2020年10月1日に中小企業成長促進法が施行されました。

この法律は、中小企業の廃業を防ぐとともに、中小企業が積極的に事業展開を行い、
成長できる環境を整備するために必要な措置を講ずるものです。以下で同法の特徴についてみていきましょう。

1点目の特徴として

経営者保証解除スキームの拡充による事業承継の促進があげられます。
具体的には、経営承継円滑化法の認定企業が事業承継する際に、
経営者保証を不要とする新たな信用保証制度(経営承継借換関連保証)が新設されました。
事業承継時における経営者保証が大きな課題となるなか、
2020年4月よりスタートした事業承継特別保証においては、
一般枠の範囲内で事業承継時に経営者保証を不要とする信用保証制度が措置されました。

今回の中小企業成長促進法の施行を受けて、上記に加え、一般枠ではカバーできない融資に対して、
経営者保証を不要とする信用保証の特別枠(最大2.8億円)が法律上措置されています。

2点目の特徴として、

中堅企業への成長環境の整備があげられます。
これは、中小企業が、増資や従業員増加により中小企業要件から外れても、
地域経済牽引事業計画の実施期間(5年以内)は、中小企業とみなす措置を講じることで、中小企業向け支援を継続するものです。

3点目の特徴として、

海外展開支援の強化があげられます。
これは、海外拠点の分散化の促進など、中小企業の海外展開にかかる取組みを一層支援するため、
日本公庫によるクロスボーダーローンを措置し、資金調達手段の多様化を図るものです。

このように中小企業成長促進法の下では、上記のような支援を通して、新型コロナ危機下での事業継続と雇用維持を後押ししているのです。

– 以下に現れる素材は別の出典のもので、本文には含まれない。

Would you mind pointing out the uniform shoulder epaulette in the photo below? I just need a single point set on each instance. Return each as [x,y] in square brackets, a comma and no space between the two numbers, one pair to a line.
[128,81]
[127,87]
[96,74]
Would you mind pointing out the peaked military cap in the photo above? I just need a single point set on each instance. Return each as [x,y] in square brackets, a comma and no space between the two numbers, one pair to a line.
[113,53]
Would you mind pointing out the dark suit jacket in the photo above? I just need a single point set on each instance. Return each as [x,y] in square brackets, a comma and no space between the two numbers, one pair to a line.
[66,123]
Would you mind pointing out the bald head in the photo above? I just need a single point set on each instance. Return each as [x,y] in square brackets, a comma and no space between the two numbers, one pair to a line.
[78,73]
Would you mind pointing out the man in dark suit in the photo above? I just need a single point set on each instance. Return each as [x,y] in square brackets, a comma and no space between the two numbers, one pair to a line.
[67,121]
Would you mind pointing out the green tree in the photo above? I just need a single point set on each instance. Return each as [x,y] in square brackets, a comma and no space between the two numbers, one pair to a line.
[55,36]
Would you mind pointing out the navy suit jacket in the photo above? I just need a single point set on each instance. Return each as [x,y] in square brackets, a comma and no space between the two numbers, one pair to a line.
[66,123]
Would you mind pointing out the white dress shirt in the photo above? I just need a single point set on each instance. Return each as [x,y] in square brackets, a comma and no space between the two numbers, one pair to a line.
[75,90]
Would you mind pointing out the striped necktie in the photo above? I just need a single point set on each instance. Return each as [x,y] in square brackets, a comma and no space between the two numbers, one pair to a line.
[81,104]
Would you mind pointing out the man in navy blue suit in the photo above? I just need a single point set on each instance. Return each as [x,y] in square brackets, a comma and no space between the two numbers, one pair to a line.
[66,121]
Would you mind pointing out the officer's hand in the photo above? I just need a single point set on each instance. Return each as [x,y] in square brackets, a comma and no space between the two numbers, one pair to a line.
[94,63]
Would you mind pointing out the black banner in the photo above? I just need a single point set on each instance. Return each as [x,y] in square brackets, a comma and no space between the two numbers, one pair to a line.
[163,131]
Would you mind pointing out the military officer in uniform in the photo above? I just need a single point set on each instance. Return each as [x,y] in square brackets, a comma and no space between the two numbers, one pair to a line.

2020年10月1日に中小企業成長促進法が施行されたことに伴い、中小企業目線での政策体系の整理が行われています。
以下でその概要についてみていきましょう。

中小企業の計画支援のスキームは、

成長段階に応じた体系に簡素化されました。
まず、基礎体力をつける段階の計画としては、中小企業等経営強化法に基づく「経営力向上計画」が位置づけられています。
これは経営資源の有効活用により、経営の向上を図るものです。

次に新分野進出を目指す段階の計画としては、

中小企業等経営強化法に基づく「経営革新計画」が位置づけられています。
これは新事業活動により経営の相当程度の向上を図るものです。
新事業活動の定義に研究開発等が明示されるなど経営革新計画の定義見直しが行われたことを受けて、
特定ものづくり基盤技術に関する研究開発等を行う特定研究開発等計画や、
事業分野が異なる事業者の連携により新事業分野の開拓を行う異分野連携新事業分野開拓計画は廃止となり、
経営革新計画への支援措置に包含されることとなりました。

さらに地域全体の活力向上を目指す段階の計画としては、

地域未来投資促進法に基づく「地域経済牽引事業計画」が位置づけられています。
これは産業集積、観光資源、特産物など「地域の特性」を活かして、地域に対して相当の経済的効果を及ぼすものです。
今回の政策体系の整理を受けて、地域の特産物など「地域資源」を活かして、
新商品やサービスの開発・生産を行う地域産業資源活用事業計画は廃止となり、「地域経済牽引事業計画」による支援措置に包含されることとなりました。